Recently, a 0.3% aPLA₂ supplementation in a plant-protein rich diet failed to show any beneficial effects on trout growth performance (Sealey et al. 2010). Similarly to our findings, Barry and Yang (2008) have reported that dietary aPLA₂ supplementation, at 0.15% and 0.3% doses in a commercial ‘Silver Cup steelhead’ diet, significantly increased rainbow trout weight gain and FCR. In the current study, no differences were found between dietary treatments in terms of whole-body composition of fish (Table 1). Protein and fat retention were not significantly affected by the various dietary treatments and values were within the range previously reported for the species (Valente, Bandarra, Figueiredo-Silva, Rema, Vaz-Pires, Martins, Prates & Nunes 2007). Thiobarbituric acid reactive substances (TBARS) levels, determined according to Richards and Hultin (2002), ranged between 0.12 and 0.77 μg MDA·mg protein⁻¹ in dorsal muscle homogenates (Table 1). TBARS levels measured in trout fed the aPLA₂ 0.6% diet were significantly higher (P < 0.003) than those found in fish fed the CTRL diet. Given the lack of an aPLA₂ dose response effect it is difficult to establish an eventual relation between the inhibition of the PLA₂ pathway and lipid oxidation. However, PLA₂ inhibitors have shown to reduce TBARS levels in mammalian systems (Al-Mehdi, Dodia, Jain & Fisher 1993).

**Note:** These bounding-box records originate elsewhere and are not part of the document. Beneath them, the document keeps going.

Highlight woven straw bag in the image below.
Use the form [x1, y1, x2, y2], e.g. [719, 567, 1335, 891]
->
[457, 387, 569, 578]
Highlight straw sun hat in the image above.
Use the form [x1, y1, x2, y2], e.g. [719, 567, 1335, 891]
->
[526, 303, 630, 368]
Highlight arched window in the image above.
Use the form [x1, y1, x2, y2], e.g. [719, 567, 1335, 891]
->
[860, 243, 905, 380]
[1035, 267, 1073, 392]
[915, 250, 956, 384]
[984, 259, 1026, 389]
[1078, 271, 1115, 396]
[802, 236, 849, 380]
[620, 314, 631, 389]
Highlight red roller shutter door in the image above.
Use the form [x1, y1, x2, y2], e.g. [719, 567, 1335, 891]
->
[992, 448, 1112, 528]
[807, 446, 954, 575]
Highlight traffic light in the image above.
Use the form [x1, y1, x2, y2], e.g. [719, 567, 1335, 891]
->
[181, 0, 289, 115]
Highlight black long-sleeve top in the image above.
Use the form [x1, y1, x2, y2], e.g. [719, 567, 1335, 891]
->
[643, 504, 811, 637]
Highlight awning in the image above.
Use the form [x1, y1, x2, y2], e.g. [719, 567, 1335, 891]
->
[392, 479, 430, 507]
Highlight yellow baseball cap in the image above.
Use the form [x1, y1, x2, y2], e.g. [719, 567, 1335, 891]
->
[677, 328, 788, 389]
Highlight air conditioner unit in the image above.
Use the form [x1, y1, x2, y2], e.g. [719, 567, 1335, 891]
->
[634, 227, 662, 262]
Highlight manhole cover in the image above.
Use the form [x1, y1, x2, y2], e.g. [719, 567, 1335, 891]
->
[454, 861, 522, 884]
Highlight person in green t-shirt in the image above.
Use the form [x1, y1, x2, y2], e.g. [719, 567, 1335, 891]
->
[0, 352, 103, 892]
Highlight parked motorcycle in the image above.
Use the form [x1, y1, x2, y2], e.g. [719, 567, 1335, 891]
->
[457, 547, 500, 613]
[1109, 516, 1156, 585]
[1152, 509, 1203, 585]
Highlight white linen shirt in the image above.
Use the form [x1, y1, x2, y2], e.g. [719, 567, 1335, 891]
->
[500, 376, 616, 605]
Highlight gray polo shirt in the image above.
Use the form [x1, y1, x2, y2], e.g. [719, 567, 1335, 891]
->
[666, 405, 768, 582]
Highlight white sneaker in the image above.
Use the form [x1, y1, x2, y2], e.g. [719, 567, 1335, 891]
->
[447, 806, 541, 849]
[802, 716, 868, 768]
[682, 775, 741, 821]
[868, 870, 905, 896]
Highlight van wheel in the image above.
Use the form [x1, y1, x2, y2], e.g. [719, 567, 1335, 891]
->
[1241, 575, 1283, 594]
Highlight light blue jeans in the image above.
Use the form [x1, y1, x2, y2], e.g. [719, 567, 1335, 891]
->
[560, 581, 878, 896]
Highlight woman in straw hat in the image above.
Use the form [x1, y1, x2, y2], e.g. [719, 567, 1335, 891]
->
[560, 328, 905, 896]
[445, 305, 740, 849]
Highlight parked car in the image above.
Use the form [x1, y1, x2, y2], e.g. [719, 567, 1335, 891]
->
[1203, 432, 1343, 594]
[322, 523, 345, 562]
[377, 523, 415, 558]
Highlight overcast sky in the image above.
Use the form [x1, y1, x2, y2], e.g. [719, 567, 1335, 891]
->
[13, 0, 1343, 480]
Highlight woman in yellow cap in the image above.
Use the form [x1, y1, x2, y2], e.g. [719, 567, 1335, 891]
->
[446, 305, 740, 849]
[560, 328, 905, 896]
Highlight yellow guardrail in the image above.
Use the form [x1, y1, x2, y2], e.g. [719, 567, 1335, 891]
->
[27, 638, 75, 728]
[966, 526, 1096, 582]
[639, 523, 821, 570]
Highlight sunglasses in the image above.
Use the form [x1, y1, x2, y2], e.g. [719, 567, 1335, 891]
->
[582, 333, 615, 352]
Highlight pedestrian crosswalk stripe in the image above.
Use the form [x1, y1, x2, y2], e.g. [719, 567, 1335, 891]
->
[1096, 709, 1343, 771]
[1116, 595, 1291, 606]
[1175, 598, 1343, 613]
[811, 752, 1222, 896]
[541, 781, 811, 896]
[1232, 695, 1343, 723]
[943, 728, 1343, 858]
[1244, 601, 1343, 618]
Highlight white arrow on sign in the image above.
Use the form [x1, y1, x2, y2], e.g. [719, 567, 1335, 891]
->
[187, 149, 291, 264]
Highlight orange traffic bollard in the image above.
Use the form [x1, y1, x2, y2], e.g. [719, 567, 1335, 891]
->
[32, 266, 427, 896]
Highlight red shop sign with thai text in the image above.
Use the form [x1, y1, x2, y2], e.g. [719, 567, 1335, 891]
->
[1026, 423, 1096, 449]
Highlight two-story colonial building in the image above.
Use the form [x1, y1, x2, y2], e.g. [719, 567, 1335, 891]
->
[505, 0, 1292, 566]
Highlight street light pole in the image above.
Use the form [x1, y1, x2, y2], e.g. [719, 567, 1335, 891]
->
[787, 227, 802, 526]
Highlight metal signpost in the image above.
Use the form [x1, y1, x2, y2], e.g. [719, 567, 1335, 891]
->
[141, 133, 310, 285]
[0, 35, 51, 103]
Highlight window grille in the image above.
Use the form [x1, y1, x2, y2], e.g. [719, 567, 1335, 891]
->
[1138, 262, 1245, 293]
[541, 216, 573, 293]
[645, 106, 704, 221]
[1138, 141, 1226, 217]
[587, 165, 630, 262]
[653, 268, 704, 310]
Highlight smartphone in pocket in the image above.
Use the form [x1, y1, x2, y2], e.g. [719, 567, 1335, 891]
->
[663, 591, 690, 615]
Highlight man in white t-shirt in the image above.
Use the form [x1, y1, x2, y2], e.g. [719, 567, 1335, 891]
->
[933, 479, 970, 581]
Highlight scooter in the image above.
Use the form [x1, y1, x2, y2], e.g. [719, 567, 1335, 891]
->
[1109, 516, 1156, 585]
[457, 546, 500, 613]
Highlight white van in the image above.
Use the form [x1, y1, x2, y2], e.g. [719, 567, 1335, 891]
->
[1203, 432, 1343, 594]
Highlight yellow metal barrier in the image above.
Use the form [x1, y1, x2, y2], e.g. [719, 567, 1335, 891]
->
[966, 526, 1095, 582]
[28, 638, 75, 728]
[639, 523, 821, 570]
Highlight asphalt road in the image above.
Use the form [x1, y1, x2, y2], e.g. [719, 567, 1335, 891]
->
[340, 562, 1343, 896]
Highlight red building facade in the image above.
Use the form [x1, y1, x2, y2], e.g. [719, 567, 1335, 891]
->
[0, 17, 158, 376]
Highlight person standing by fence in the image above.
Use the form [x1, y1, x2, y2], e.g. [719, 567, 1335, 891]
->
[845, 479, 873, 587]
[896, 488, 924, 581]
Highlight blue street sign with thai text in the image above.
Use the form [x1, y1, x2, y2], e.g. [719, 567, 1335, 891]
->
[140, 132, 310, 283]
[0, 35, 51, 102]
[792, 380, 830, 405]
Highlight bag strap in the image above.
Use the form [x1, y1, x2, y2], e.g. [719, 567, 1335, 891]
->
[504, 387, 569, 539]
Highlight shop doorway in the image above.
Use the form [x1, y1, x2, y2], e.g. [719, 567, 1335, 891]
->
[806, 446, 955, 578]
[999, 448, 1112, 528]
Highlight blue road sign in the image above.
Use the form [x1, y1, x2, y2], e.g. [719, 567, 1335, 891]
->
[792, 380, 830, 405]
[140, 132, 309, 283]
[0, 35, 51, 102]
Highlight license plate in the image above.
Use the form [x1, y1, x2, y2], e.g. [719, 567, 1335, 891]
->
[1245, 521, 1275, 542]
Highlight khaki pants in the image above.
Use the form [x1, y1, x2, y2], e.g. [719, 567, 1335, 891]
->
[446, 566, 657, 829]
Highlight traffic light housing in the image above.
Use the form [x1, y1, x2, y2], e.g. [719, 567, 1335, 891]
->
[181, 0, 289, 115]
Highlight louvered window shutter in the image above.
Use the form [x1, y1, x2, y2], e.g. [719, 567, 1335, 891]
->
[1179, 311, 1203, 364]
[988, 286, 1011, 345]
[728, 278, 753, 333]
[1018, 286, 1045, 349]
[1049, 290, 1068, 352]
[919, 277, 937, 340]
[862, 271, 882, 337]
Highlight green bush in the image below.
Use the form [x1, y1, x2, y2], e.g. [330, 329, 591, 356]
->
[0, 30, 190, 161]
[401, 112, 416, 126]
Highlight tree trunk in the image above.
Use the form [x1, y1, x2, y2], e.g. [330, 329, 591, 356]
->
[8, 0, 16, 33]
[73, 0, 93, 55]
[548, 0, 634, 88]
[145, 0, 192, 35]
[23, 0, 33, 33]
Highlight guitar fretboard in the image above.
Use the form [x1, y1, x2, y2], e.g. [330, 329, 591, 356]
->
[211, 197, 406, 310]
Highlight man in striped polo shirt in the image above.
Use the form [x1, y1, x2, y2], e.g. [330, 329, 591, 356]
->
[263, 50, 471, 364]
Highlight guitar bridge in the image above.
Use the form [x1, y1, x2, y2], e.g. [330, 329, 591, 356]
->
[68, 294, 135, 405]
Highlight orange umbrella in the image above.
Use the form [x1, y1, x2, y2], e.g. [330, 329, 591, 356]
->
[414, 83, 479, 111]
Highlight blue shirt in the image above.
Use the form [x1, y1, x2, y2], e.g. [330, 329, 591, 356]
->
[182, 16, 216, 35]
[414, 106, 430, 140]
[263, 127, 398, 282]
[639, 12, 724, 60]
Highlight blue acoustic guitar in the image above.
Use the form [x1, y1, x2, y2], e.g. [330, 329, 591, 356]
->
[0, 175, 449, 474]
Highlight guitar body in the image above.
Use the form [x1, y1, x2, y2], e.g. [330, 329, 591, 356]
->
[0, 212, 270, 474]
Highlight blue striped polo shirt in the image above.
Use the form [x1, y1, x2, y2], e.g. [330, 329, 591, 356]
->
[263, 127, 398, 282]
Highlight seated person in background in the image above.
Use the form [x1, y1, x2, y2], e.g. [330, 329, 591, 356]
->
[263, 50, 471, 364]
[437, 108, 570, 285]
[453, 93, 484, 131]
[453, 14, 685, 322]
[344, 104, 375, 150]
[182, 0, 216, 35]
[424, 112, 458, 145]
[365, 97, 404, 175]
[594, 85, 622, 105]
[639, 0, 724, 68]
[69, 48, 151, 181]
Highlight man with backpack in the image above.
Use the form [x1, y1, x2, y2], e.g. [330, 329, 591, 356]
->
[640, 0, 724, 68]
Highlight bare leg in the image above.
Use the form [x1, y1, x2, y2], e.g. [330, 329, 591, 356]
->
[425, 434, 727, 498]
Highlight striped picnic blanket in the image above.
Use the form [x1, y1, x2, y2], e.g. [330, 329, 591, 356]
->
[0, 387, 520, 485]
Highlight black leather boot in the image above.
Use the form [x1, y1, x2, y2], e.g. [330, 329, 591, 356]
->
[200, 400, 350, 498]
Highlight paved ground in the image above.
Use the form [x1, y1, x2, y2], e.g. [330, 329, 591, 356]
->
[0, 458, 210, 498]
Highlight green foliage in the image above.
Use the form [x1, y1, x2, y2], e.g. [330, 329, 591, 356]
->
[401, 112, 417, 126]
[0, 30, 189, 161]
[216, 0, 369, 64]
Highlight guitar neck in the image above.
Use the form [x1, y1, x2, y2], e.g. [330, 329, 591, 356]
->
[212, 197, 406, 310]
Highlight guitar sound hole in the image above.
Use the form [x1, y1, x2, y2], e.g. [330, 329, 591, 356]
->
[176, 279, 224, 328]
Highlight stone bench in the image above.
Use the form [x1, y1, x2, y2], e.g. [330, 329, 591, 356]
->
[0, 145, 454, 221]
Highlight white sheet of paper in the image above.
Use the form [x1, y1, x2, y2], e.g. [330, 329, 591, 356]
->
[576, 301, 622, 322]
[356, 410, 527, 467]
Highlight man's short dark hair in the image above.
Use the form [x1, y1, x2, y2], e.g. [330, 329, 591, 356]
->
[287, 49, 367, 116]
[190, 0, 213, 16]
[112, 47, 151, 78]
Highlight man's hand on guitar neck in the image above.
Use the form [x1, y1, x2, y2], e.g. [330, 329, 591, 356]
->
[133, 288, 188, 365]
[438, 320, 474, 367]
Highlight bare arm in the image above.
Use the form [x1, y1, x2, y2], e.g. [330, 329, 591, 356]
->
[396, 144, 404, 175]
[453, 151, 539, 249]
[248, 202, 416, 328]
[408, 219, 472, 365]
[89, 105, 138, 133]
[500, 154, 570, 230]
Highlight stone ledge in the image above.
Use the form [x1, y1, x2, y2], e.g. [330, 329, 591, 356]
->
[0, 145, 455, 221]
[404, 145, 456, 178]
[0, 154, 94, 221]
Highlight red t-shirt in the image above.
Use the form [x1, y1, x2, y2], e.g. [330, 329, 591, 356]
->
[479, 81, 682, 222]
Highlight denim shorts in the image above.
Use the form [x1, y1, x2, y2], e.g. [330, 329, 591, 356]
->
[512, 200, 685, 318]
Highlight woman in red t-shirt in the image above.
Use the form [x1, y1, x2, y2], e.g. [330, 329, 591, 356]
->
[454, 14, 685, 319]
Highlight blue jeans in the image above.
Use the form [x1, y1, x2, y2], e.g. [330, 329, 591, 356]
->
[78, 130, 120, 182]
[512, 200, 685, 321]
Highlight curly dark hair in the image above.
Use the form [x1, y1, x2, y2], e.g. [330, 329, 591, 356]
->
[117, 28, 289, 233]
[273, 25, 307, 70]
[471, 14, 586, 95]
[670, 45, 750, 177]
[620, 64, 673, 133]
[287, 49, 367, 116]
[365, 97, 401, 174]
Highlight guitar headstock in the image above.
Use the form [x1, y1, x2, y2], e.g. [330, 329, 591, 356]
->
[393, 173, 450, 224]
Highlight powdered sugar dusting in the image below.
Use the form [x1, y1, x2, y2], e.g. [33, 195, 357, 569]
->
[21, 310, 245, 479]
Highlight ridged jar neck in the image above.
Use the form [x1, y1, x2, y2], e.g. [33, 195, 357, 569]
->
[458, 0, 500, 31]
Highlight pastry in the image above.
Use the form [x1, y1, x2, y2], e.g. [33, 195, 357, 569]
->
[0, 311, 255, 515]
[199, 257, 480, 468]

In a complementary assessment the non-specific immunological response was studied; two groups of 25 trout (average body weight: 174.6 ± 26.4 g) were fed either the CTRL diet or an aPLA₂ mega-dose diet (3%) over 5 weeks, in rearing conditions identical to those previously described for the growth trial. At the end of the experimental feeding period, fish fed the aPLA₂ mega-dose were injected peritoneally with 100 μL of casein (12%), while trout fed the CTRL diet were injected with 4 mL of phosphate buffer saline. Eight fish from each group were sampled (blood and peritoneal exudate) at injection time (T0), day 2 (T2) and 7 days (T7) after injection. Methodologies used to process, identify and count intraperitoneal cells are described by Afonso, Silva, Lousada, Ellis and Silva (1998). Irrespective of the sampling time, the dietary aPLA₂ mega dose (3%) had no significant effect (P > 0.05) on the various inflammatory cell numbers in the peritoneal exudate. Similarly, aPLA₂ supplement did not affect significantly (P > 0.05) serum lysozyme or complement (alternative pathway), which are the criteria commonly chosen to evaluate the immune fish response in fish (data not shown), assayed by methodologies described by Ellis (1990) and Oriol Saunyer and Tort (1995), respectively. Despite preliminary, our data suggests the lack of an immune modulatory effect of a dietary aPLA₂ supplementation. In a previous study, Sealey et al. (2010) reported a downregulation of heat-shock proteins mRNA expression in trout fed aPLA₂-supplemented diet, but only at high soybean meal inclusion levels. According to research by Aova Company, the anti-PLA₂, when added to feed, works directly on the microbial (mPLA₂) and mucosal cellular (cPLA₂) PLA₂. In this way the anti-inflammatory cascade is not activated. Overall our results suggest that a short-term dietary aPLA₂ supplementation at 0.6% improves rainbow trout growth performance, without detrimental effects on selected innate immune criteria such as lysozyme or alternative complement system. A long term assessment of an aPLA₂ dietary supplementation strategy, with and without stressful events, and comprising a more robust set of immune status indicators is required to fully validate such results.